A Simple Fix For the M.B.A.
By Peter Augustine Lawler
Employers tend to complain that the graduates of American universities are skilled in solving particular problems but "often miss the big picture." This complaint rings true for colleges graduates in general these days, but it's an even larger issue for M.B.A. students, who hope to ultimately ascend to leadership positions in a wide array of businesses. Accordingly, the Wall Street Journal reported last week, M.B.A. programs are beginning to introduce philosophy into their curricula.
One example: A course in "Nobel Thinking," which exposes students to world-changing ideas generated by members of our cognitive elite. The course is taught by a professor of economics and discusses transformative economic ideas like "adverse selection." It seems, however, that only an economist could think that an insight into "what happens when buyers and sellers have access to different information" changed the world. Nobel-winning economists do, in fact, have big-picture abstract thoughts. But they shouldn't be confused with the thoughts of political or corporate leaders. Adam Smith and Karl Marx--less technical than political economists--did have thoughts that changed the world. But they didn't win Nobel Prizes and so don't show up in the course.
A liberally educated person thinks here of Socrates's criticism of the sophists, who thought of all education as technical, as ways of acquiring wealth and power. Socrates argues that no one in a real position of leadership can succeed if he or she thinks that low. The "utility maximizer" of the sophists and today's economists is really an abstraction. There's no real person who consistently thinks and acts that way. Real persons are families, friends, citizens, creatures, and responsible leaders, in addition to being productive individuals.
So the Socratic injunction to know yourself is really about thinking less abstractly and more concretely or personally.

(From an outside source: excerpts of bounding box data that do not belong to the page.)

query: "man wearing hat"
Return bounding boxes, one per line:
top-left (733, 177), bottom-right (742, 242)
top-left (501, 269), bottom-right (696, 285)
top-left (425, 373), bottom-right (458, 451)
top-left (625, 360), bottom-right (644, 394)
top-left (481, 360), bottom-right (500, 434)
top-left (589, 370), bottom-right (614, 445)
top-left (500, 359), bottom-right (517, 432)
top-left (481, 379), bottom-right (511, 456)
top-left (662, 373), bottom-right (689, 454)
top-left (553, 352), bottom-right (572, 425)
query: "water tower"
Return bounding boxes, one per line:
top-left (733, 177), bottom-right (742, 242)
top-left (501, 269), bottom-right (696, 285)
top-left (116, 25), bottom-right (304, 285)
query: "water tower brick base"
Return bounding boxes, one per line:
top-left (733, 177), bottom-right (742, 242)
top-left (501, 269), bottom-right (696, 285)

One management professor, seemingly in this spirit, gave her students "a nonstop, 14-day discovery of yourself." The take-away for the students, however, was the irreducible variety of interpretations and "palpable anxiety" in the face of ambiguity. They appeared not to have made the progress described by Plato in Socratic dialogues toward discovering "who I am and what I'm supposed to do." Without such personal progress, the best way to take out the anxiety of ambiguity is to lose oneself in merely technical goals.
It may well take more than 14 days to discover oneself. And a whirlwind tour of art, fiction, and meditation can't make up for deep deficiencies in one's upbringing and education. That tour seems to leave the impression that we're all detached tourists in a multicultural world that offers no solid moral or intellectual guidance.
Big ideas and self-knowledge can't really be effective add-ons to M.B.A. programs. But who can deny that leaders who hope to be more than "specialists without spirit" need them?
There's an obvious solution. M.B.A. programs should only accept students who have flourished in excellent and relatively traditional "humanities" majors such as literature, philosophy, or political science. They should not require that their students have taken any business courses at all. That technical training is what the M.B.A. is for.
Not only that, M.B.A. programs should do what they can to encourage undergraduate programs to focus on "the leadership virtues" such as generosity, magnanimity, and prudence, as well as "the service virtues" such as charity and compassion. There is, of course, no substitute for actually doing the leisurely reading in philosophical, religious, and literary masterpieces required to pick up the habits of genuine reflection.
The last presidential campaign was graced by two candidates who spoke eloquently and had an admirable sense of personal responsibility of a leader. Mitt Romney had an undergraduate literature major, which was an indispensable prelude to his acquisition of the professional M.B.A. and law degrees. Barack Obama had excellent undergraduate instruction in political philosophy and literature (he knows all about T.S. Eliot!) at Occidental and Columbia as an indispensable prelude to his law degree.
Undergraduate business degrees devote too much time to PowerPoint presentations, collaborative projects, and narrowly technical problem solving. They seem to do everything they can to divert the student from thinking about himself or herself as a particular person. They're not about cultivating the souls of leaders. And that lack of cultivation, it's pretty darn clear, can't be remedied "at the M.B.A. level."
There's a simple remedy for the struggle M.B.A. programs have in getting students to think big yet personally and beyond "the bottom line": a rather old-fashioned undergraduate liberal arts education. And recovering the proper relationship between liberal and technical education for emerging leaders is one way among many of thinking clearly again about what undergraduate education is for.
Peter Lawler is Dana Professor of Government and International Studies at Berry College.